Faculty Candidate Seminar

Title:

How Drilling Saves Lives

Speaker:

Dr. Ju Eun Lee

Affiliation:

Carnegie Mellon University, Pittsburgh, PA

When:

Tuesday, March 27, 2012 at 11:00:00 AM   

Where:

MRDC Building, Room 4211

Host:

Dr. Jon Colton
jonathan.colton@me.gatech.edu
404.894.7407

Abstract

Drilling has been widely used in orthopaedic surgeries to correct bone fractures, implant joints, and treat bone and cartilage diseases. Each year, millions of orthopedic surgeries are performed to correct disorders and heal injuries of the musculoskeletal system, including arthritis, trauma, and congenital deformity ailments. In addition, aging of the U.S. population has caused an unprecedented increase in orthopedic surgeries with increased surgical challenges arising from the bone tissue and structure decay due to age (ie osteoporosis).
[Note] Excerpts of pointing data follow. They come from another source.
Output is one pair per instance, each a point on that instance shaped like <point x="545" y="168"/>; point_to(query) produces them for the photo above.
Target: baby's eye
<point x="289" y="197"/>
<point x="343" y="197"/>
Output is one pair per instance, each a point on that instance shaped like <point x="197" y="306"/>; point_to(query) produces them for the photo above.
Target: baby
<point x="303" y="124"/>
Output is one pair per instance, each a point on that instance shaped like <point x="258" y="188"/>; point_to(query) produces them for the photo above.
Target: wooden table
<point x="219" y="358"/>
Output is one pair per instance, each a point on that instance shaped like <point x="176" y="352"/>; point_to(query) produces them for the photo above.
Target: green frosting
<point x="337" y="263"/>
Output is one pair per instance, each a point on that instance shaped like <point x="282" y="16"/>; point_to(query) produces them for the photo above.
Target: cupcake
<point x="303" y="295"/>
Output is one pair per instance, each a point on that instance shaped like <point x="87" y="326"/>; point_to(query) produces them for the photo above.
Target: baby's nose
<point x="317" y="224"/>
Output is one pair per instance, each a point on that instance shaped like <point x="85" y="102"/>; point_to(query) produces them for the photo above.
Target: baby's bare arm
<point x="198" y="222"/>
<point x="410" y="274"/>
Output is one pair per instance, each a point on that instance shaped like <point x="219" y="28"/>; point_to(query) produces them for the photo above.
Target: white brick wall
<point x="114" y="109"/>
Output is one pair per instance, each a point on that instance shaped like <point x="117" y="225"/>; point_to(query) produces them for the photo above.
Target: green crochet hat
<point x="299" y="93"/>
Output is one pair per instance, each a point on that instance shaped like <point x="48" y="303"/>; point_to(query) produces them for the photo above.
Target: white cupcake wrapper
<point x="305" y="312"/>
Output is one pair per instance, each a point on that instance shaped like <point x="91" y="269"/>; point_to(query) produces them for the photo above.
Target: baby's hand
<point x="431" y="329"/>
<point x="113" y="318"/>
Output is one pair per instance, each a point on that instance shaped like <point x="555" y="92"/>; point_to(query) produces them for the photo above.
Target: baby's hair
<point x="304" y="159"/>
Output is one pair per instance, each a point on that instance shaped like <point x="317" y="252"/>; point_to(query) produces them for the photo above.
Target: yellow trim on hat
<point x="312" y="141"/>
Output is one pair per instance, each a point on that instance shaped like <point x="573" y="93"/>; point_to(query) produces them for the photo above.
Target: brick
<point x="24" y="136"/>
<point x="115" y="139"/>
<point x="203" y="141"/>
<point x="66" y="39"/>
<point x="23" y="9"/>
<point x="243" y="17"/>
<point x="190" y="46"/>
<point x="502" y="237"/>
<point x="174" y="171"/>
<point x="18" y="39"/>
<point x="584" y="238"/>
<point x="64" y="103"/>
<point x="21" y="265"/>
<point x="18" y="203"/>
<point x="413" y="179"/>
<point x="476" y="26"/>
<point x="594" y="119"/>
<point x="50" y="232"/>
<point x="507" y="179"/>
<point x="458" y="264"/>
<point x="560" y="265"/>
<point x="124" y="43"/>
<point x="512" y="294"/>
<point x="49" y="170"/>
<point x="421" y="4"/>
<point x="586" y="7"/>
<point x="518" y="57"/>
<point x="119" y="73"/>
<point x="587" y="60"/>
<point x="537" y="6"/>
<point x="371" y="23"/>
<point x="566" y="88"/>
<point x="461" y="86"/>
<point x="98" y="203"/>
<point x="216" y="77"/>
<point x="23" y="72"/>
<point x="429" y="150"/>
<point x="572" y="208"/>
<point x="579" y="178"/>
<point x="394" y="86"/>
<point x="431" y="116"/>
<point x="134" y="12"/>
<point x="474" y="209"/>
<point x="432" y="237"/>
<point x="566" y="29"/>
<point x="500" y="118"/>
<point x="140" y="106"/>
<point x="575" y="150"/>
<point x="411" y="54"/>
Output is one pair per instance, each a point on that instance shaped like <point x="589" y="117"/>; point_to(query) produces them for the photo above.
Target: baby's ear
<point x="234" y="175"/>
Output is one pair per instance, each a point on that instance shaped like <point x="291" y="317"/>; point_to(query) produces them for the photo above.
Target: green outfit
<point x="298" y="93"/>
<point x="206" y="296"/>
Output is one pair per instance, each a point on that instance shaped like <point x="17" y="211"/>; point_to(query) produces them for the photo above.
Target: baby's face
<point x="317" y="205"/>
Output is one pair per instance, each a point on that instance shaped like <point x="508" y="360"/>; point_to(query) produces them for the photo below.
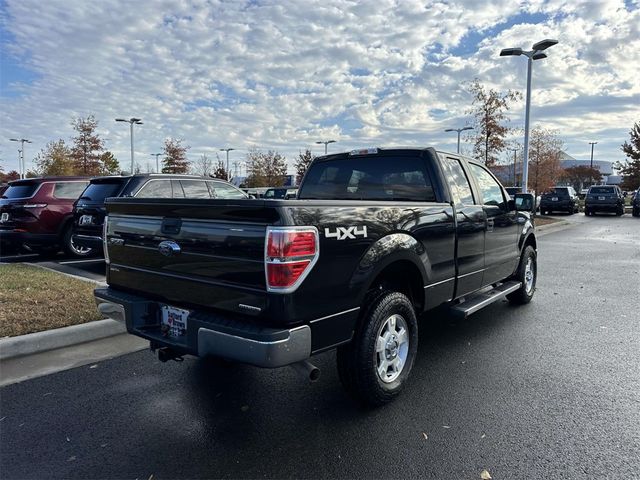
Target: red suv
<point x="36" y="214"/>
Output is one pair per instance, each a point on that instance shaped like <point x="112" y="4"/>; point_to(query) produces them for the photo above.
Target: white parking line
<point x="81" y="261"/>
<point x="13" y="257"/>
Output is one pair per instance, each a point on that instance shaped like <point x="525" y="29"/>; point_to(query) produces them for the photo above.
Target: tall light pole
<point x="325" y="142"/>
<point x="536" y="53"/>
<point x="227" y="150"/>
<point x="458" y="130"/>
<point x="22" y="165"/>
<point x="591" y="165"/>
<point x="157" y="163"/>
<point x="132" y="121"/>
<point x="515" y="175"/>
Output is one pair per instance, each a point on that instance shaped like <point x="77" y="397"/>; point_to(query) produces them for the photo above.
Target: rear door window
<point x="20" y="191"/>
<point x="223" y="190"/>
<point x="195" y="189"/>
<point x="385" y="177"/>
<point x="69" y="190"/>
<point x="156" y="189"/>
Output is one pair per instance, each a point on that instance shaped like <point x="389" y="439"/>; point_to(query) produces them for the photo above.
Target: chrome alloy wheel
<point x="392" y="348"/>
<point x="529" y="275"/>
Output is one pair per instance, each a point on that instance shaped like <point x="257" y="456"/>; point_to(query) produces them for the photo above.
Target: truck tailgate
<point x="206" y="253"/>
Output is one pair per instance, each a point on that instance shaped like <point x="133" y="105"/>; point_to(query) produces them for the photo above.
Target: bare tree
<point x="544" y="159"/>
<point x="175" y="160"/>
<point x="203" y="166"/>
<point x="265" y="169"/>
<point x="302" y="164"/>
<point x="489" y="112"/>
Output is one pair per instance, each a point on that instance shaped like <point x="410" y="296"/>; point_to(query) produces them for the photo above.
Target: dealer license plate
<point x="86" y="220"/>
<point x="174" y="321"/>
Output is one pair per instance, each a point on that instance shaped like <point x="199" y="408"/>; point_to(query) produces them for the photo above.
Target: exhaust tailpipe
<point x="307" y="369"/>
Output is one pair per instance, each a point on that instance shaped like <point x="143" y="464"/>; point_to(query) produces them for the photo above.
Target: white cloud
<point x="285" y="74"/>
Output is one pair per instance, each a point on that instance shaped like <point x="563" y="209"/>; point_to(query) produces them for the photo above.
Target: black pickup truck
<point x="375" y="238"/>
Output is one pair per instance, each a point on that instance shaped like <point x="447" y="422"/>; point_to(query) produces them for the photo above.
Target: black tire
<point x="525" y="293"/>
<point x="358" y="361"/>
<point x="73" y="250"/>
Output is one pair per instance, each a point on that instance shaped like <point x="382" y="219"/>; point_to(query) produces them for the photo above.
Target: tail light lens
<point x="107" y="260"/>
<point x="290" y="254"/>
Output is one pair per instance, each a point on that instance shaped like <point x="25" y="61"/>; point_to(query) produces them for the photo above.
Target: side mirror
<point x="525" y="202"/>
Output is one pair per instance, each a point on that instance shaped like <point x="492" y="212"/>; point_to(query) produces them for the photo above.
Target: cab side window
<point x="195" y="189"/>
<point x="459" y="183"/>
<point x="156" y="189"/>
<point x="489" y="187"/>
The total medical cost associated with osteoporosis is estimated to exceed $50 billion per year, and is projected to triple by 2040. When operating on bones, the mechanical and thermal damage from the drilling process leads to complications like bone cracks, drill-bit breakage, and cell death (thermal necrosis). Therefore, without careful attention to the mechanical and thermal issues, bone drilling can cause considerable damage to the musculoskeletal system, reducing surgical effectiveness and lengthening the post-operation recovery time. While some efforts have been spent on empirically understanding the bone drilling process, an experimentally-validated thermo-mechanical model of bone drilling does not exist. In this talk, a comprehensive investigation including analysis, modeling, simulation and experimentation of thermo-mechanical aspects to bone drilling will be presented. Specifically, I will talk about thermo-mechanical bone drilling models for temperature and force, and their experimental validations.


Biography

Dr. JuEun Lee earned a BS in Mechanical Engineering from Korea University, a MS in Mechanical Engineering from Seoul National University, a MS in Industrial and Operations Engineering from University of Michigan, and a PhD in Mechanical Engineering from Carnegie Mellon University. After completing her PhD, she has been a postdoctoral research associate at Carnegie Mellon University. Her pre-doctoral research focused on i) medical image processing to develop tracing boundary schemes at sub-pixel levels for more reliably detection of disease lesions, ii) analysis of human body movements under vehicle vibration, iii) investigation of eye-body coordination, and iv) biomedical analysis of human posture for medical rehabilitation. Since joining Carnegie Mellon University, her research seeks to comprehensively investigate the bone drilling process towards reducing complications, and improving orthopaedic surgery outcomes.